We first used the FindNeighbors function in the Seurat package to construct a nearest-neighbor (SNN) graph of the integrated dataset. Next, we used the FindClusters function to identify clusters of cells using a shared nearest-neighbor modularity optimization-based clustering algorithm. Because cluster count varies with function parameters, we performed a grid search of 64 different combinations of clustering parameters. We varied the number of principal components from 80 to 150 (in step sizes of 10) in creating the SNN graph and varied the clustering resolution from 1 to 8 (step size of 1). This yielded between 179 and 368 clusters, and each cluster’s biological relevance was compared to published bulk transcriptomes from 52 purified Drosophila neuronal types. We determined the similarity of expression profiles by calculating the Pearson correlation coefficient for each purified cell type and the average log-normalized non-integrated gene expression of each cluster. For correlation calculation, we used the most variable genes found during clustering, and for each pair of clustering parameters, we counted the number of purified neuronal cell types that matched 1–5 clusters. Specifically, for the top 6 most highly correlated clusters for each neuronal type, we tested whether the difference in correlation value between a cluster and the subsequent cluster was >0.05, as has been described by a prior publication Ozel et al.87. We annotated the dataset after it was clustered with 120 principal components, which yielded 239 clusters and 67 unique annotated cell types.

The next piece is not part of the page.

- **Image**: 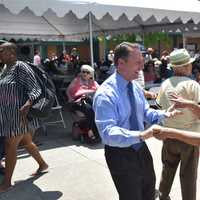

To assign these clusters to specific cell types, we utilized three methods of annotation. First, we compared the average log-normalized non-integrated gene expression of each cluster to published bulk transcriptomes of purified neuronal populations. We calculated the Pearson correlation coefficient using the top 10 cluster markers—the genes ranked among the top 10 most differentially expressed genes on the basis logFC for at least one cluster when compared to all other clusters87. Second, we used four published single-cell datasets—Wu et al. (2023), Ozel et al. (2020), Davie et al. (2018), and Li et al.83,87,88,89—as references and performed cell-label transfer using Seurat’s FindTransferAnchors and TransferData functions. In brief, we identified pairs of similar cells between the reference and query datasets using a mutual nearest neighbor approach after projecting the new dataset onto the reference dataset in PCA-reduced space. Each cell was assigned a predicted label based on the score from the comparison to the reference dataset. Lastly, we utilized a trained two-layer neural network classifier of adult optic lobe cell types Ozel et al.87. Non-integrated log-normalized expression values of ~500 marker genes were used as the input to train the classifier. Cluster identity was assigned based on the most abundant population of cells in that cluster. To assign final identities to clusters, we examined the concordance between our various annotating methods; at least two of the methods were required to predict the cluster as concordant to be annotated.

Single-cell RNA-seq differential cell type abundance

In the same fashion that DESeq2 uses to test the differential abundance of a transcript using a read count matrix, we used DESeq2 to determine whether a cell type is differentially abundant between the disease model and control using a cell count matrix. We assessed three biological replicates for each model. P-values were calculated using a Wald test statistic and adjusted for FDR using the Benjamini-Hochberg method.

Single-cell RNA-seq differential expression

We used the FindMarkers function as implemented in the Seurat package with the test set to DESeq2. We required that genes be expressed in >10% of cells and considered genes to be differentially expressed if they had a BH-corrected p-value < 0.05. When comparing bulk data to single-cell data in Supplementary Fig. 13, we ran a t-test comparing the mean normalized transcript abundances for each group of bulk cross-sectional DEGs between genotypes within each cluster.

Expression-weighted cell-type enrichment (EWCE)

We used the R implementation of EWCE as described in Skene et al.90. The input and output species were set to Drosophila. We used a bootstrap test for significance calculation set to 1000 iterations and utilized our scRNA-seq read counts and collapsed cell type for the analysis.